Hans Adolf klopfte sie auf die Wange.
„Ihr glaubt, ich würde Euch erlösen, wenn Ihr noch als Hexe im Turm
säßet? Wenn ich geahnt, welch Kleinod darin war, ich würde nicht gezögert
haben. Nun werde ich dies Städtlein wohl in Frieden lassen müssen. Der
Luxemburger will an die Mosel und ich stehe unter seinen Befehlen!" Er
seufzte ein wenig und spielte mit seinem Degen, fragte aber dann gleich weiter.
„Also mit dem Weib, das hier die Grill genant wird, seid Ihr gekommen.
Was denkt Ihr von ihr?"
„Sie zürnt mir, weil ich die Hexe aus dem Turm und nicht der kleine
Jäger bin, für den sie mich hielt. Auch hat sie mich betrogen, weil ich nach
dem Kloster Laach wollte und sie mich nach Andernach brachte."
„Sie hat auf dem Wege mit niemandem gesprochen?"
„Nicht, nachdem sie mich fand. Aber das war schon am Morgen und ich
hatte mich schon hinter Felsen und Wald versteckt, weil einzelne Leute kamen."
„Also in Mayen ist ein Loch in der Mauer?" fragte der Herzog plötzlich,
und als Heilmig bejahte, verabschiedete er sie sehr gnädig.

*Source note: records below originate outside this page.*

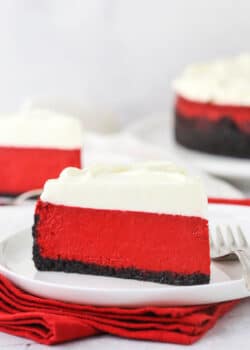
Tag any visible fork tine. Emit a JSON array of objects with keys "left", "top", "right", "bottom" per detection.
[
  {"left": 215, "top": 225, "right": 225, "bottom": 247},
  {"left": 227, "top": 225, "right": 237, "bottom": 248},
  {"left": 237, "top": 225, "right": 248, "bottom": 248}
]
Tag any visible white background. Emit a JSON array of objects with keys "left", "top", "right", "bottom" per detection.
[{"left": 0, "top": 0, "right": 250, "bottom": 120}]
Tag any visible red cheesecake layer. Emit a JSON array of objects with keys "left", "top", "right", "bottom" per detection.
[
  {"left": 0, "top": 146, "right": 81, "bottom": 195},
  {"left": 34, "top": 201, "right": 210, "bottom": 284},
  {"left": 176, "top": 96, "right": 250, "bottom": 133}
]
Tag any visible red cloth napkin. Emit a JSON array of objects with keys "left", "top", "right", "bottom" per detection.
[{"left": 0, "top": 199, "right": 246, "bottom": 344}]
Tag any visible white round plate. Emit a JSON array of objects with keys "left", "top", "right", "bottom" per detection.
[
  {"left": 0, "top": 204, "right": 250, "bottom": 307},
  {"left": 127, "top": 115, "right": 250, "bottom": 182}
]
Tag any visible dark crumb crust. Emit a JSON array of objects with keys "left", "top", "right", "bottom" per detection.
[
  {"left": 32, "top": 215, "right": 210, "bottom": 286},
  {"left": 175, "top": 111, "right": 250, "bottom": 158}
]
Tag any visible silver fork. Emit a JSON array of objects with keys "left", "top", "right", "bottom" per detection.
[{"left": 210, "top": 225, "right": 250, "bottom": 291}]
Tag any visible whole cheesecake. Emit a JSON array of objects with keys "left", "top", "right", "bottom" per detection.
[
  {"left": 33, "top": 162, "right": 210, "bottom": 285},
  {"left": 0, "top": 110, "right": 82, "bottom": 196},
  {"left": 174, "top": 55, "right": 250, "bottom": 158}
]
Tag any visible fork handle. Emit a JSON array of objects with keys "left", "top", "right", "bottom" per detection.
[{"left": 234, "top": 249, "right": 250, "bottom": 291}]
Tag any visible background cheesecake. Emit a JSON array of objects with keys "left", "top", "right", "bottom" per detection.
[
  {"left": 33, "top": 162, "right": 210, "bottom": 285},
  {"left": 174, "top": 55, "right": 250, "bottom": 158},
  {"left": 0, "top": 110, "right": 83, "bottom": 195}
]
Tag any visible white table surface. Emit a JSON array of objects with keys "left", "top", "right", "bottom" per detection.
[{"left": 0, "top": 205, "right": 250, "bottom": 350}]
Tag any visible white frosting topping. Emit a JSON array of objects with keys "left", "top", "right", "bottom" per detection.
[
  {"left": 174, "top": 54, "right": 250, "bottom": 106},
  {"left": 0, "top": 109, "right": 83, "bottom": 149},
  {"left": 41, "top": 162, "right": 207, "bottom": 217}
]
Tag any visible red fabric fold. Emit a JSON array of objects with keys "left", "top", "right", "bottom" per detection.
[
  {"left": 0, "top": 199, "right": 246, "bottom": 344},
  {"left": 0, "top": 275, "right": 237, "bottom": 344}
]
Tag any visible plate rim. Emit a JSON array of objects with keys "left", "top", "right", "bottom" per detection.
[{"left": 0, "top": 203, "right": 250, "bottom": 294}]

„Wir werden uns öfters sehen, Fräulein, und ich freue mich des holden
Zuwachses in meinem Gefolge. Laßt Euch von den Junkern den Kopf nicht
allzusehr verdrehen — es find brave Gesellen, aber sie spielen mit Mädchen¬
herzen. Gerade, wie ich es ehemals tat; aber nun bin ich brav geworden und
meine es ehrlich!"
Er führte Heilwigs Hand leicht an die Lippen und geleitete sie aus seinem
Zelt. Sehr nachdenklich ging sie wieder dem ihren zu. Aber ihre Gedanken
weilten nicht bei dem galanten Fürsten, sondern gingen in jene graue kleine
Stadt, von der sie nichts kannte, als das Gefängnis, ein paar Stuben und
ein Loch in der Mauer.
Die Tage gingen hin. In der Ferne hörte man wohl Kanonendonner
und dann waren es die Franzosen, die von Trier aus ihre Raubzüge machten
und die Burgen beschossen und aufbrannten. Oder es war Montecucculi, der
einmal ganz in der Nähe von Koblenz stand, dann aber nach dem Schwarz¬
wald ging. Turenne und er spielten Schach miteinander, wie man sagte; die
Heere schoben sich bald hier, bald dort hin, und die Landschaften, über die sich
die Soldaten ergossen, wurden wüst und ausgeplündert.